Wild Mushroom Gruyere Asparagus Beer Casserole With Fried Shallots, your new favorite side dish!
No offense to turkey, but it’s not the star of Thanksgiving, that honor goes to the side dishes. Fight me. Because if I had to choose between a plate full of turkey and a plate of any one side dish, the turkey would get shoved to the side, especially if I could also include a buttery dinner roll on my side-dish-only plate.
THESE ARE THE THINGS I THINK OF NOW! Thanks, 2020. But we finally have something to look forward to, right? Thanksgiving is coming up, and even if that means only a few people this year at your table (and a LOT of food), we need it. We need something to look forward to. I will be focusing on a menu plan because it’s better than stress eating spoonfuls of peanut butter and trying to escape the news.
This Wild Mushroom Gruyere Asparagus Beer Casserole With Fried Shallots is worth stress eating, though. It’s sort of like that green bean thing with the crispy fake onions, but only vastly superior. You also get an excuse to open a beer, so that brings it to a level above Vastly Superior, whatever that is. And your mom will be happy that you’re eating vegetables, so that’s another win.
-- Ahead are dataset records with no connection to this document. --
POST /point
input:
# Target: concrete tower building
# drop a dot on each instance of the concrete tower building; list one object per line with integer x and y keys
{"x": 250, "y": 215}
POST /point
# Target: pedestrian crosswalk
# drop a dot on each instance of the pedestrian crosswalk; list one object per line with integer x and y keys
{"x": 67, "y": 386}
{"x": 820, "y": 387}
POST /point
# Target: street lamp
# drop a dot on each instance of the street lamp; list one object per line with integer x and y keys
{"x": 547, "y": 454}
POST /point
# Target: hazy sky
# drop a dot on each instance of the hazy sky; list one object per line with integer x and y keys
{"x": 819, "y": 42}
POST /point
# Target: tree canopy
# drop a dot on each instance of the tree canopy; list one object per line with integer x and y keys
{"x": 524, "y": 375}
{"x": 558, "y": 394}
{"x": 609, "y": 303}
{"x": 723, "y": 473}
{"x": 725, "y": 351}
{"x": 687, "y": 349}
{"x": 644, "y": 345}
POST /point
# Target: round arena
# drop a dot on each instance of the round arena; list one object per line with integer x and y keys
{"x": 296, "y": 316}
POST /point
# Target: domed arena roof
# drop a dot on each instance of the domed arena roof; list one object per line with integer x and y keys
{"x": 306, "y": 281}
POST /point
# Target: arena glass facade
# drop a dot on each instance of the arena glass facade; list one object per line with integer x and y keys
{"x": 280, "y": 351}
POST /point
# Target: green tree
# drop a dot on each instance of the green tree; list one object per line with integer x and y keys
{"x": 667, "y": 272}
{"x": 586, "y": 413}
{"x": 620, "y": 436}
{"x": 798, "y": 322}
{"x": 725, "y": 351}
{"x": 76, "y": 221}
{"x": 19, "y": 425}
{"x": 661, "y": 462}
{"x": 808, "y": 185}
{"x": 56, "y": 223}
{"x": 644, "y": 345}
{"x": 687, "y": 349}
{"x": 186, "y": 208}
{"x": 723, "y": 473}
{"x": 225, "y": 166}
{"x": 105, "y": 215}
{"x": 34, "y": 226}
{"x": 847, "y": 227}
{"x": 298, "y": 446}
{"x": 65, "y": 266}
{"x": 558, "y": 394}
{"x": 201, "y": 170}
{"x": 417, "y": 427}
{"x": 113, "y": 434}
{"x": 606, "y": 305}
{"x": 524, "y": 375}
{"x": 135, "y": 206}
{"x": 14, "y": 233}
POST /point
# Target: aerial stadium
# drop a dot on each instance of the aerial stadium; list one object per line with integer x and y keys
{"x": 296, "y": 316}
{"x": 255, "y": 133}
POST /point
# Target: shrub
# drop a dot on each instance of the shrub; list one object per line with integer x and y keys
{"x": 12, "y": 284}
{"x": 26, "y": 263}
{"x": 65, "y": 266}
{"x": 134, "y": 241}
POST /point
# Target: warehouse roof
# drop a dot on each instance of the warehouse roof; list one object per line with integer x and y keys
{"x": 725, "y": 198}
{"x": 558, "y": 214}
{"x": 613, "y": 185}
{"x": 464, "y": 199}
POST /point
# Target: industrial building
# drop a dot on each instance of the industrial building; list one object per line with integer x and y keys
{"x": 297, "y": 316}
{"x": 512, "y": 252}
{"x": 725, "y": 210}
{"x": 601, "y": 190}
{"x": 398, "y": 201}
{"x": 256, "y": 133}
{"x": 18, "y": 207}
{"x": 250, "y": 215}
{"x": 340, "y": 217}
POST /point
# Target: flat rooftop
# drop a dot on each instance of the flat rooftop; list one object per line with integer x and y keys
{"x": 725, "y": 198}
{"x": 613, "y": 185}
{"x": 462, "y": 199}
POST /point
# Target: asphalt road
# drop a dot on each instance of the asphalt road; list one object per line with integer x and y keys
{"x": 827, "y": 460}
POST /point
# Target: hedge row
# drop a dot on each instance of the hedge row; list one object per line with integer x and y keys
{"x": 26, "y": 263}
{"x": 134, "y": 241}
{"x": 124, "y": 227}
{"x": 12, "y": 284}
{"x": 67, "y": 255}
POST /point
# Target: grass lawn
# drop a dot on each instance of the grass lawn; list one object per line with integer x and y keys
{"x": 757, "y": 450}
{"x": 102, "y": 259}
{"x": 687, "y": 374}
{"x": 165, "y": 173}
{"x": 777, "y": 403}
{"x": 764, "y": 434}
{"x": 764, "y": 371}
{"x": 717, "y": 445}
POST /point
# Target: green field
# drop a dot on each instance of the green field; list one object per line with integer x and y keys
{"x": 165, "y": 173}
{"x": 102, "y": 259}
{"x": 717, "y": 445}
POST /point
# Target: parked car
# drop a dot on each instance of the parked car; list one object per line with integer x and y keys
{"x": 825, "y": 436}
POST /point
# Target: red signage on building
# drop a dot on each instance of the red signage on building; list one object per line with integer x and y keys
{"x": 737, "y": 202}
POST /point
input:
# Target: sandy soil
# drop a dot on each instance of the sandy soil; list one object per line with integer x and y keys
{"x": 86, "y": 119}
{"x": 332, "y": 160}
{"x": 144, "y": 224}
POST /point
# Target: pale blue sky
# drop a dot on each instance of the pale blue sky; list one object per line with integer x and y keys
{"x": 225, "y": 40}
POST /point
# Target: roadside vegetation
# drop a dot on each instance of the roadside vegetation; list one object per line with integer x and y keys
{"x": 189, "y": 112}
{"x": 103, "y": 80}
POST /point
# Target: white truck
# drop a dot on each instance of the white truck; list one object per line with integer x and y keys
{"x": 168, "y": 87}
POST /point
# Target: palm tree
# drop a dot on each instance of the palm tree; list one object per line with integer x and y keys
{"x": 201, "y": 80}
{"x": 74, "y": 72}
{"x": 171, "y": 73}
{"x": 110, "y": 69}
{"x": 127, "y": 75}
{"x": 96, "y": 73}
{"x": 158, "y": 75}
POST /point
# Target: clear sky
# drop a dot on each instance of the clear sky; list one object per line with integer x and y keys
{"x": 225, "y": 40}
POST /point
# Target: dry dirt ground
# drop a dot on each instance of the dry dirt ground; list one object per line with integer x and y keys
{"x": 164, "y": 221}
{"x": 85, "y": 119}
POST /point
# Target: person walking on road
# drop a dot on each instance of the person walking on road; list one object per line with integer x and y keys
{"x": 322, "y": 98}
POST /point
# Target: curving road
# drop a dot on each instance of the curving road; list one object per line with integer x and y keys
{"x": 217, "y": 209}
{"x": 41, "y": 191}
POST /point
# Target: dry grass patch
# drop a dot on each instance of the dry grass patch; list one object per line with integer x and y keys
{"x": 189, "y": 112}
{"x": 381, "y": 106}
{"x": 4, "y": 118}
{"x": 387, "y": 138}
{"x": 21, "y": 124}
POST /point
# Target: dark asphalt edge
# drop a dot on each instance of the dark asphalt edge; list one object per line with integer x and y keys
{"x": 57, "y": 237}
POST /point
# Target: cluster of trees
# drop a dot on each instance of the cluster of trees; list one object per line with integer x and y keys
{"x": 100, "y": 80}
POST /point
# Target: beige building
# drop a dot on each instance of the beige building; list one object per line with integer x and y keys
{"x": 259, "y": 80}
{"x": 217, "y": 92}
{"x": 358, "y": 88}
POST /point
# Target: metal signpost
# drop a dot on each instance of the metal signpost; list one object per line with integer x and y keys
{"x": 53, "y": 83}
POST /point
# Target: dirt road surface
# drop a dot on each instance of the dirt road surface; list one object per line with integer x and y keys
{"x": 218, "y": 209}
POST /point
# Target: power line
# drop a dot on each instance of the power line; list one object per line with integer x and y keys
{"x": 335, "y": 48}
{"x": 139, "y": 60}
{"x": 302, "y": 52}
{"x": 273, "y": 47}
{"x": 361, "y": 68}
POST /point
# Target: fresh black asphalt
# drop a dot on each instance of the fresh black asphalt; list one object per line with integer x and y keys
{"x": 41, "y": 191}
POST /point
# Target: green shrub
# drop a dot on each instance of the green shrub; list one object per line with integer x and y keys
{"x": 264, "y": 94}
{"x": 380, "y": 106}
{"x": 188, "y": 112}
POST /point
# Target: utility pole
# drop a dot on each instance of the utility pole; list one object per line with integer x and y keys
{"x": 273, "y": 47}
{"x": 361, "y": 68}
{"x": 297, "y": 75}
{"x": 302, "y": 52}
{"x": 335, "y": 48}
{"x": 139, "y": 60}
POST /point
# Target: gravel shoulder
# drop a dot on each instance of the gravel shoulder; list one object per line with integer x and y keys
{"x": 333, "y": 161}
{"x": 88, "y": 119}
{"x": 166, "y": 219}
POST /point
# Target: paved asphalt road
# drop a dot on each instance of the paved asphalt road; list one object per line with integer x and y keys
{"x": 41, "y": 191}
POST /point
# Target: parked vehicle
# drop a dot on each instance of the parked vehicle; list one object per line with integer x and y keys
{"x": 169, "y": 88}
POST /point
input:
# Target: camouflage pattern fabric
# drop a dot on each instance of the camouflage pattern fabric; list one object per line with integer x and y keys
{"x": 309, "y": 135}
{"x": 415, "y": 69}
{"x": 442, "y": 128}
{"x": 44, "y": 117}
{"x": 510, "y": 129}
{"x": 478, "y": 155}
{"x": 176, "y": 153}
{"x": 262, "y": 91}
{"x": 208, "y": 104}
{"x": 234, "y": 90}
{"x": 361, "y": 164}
So drink a beer, eat your veggies and avoid anything that stressed you out, even if just for a day.
Wild Mushroom Gruyere Asparagus Beer Casserole With Fried Shallots
For the topping:
- ¼ cup (30g) flour
- ½ teaspoon salt
- ½ teaspoon pepper
- 1 large shallot bulb sliced into rings
- Oil for frying
- 1 cup panko bread crumbs
- ¼ cup (23g) shredded gruyere cheese
- 2 tablespoon melted butter
For the casserole:
- 2 tablespoons (28g) olive oil plus additional as needed
- 1 shallot blub chopped (about ¼ cup)
- 1 lb. wild mushrooms, chopped*
- ½ lb. asparagus chopped (ends removed)
- ½ teaspoon salt
- 1 teaspoon pepper
- 1 teaspoon garlic powder
- 2 tablespoons flour
- ½ cup (4oz) beer Brown ale, porter
- ½ cup (45g) shredded gruyere cheese, packed
- ¼ cup (2oz) cream cheese
- Preheat the oven to 375°F.
- In a small bowl stir together the flour, salt, and pepper. Add the shallot rings, toss to coat. Remove the shallots from the flour (a small strainer or slotted spoon works well).
- Heat 1 inch of oil in a skillet over medium high heat.
- Add the shallots to the oil, cooking on both sides until golden. Remove from oil, allow to drain, and dry on paper towels.
- Heat the oil in a large skillet over medium-high heat. Add the chopped shallot and mushrooms, cook until the mushrooms have softened, and let off their water and the shallots have browned. If the pan dries too much, add additional oil a teaspoon at a time.
- Add the asparagus, cook until slightly softened (it will soften further in the oven).
- Stir in the salt, pepper, and garlic powder.
- Sprinkle with flour, stir until the flour has turned brown. Stir in the beer, simmer until thickened.
- Add the cream cheese, stirring until it has melted and is well combined.
- Stir in ½ cup gruyere cheese.
- Spray an 8x8 baking dish cooking spray. Add the mushroom mixture in an even layer.
- In a small bowl stir together the panko, ¼ cup gruyere cheese, and melted butter.
- Add the panko mixture to the top of the pan in an even layer.
- Bake, uncovered, for 20 minutes or until the panko has browned and the casserole is bubbly.
- Top with fried shallots, serve warm.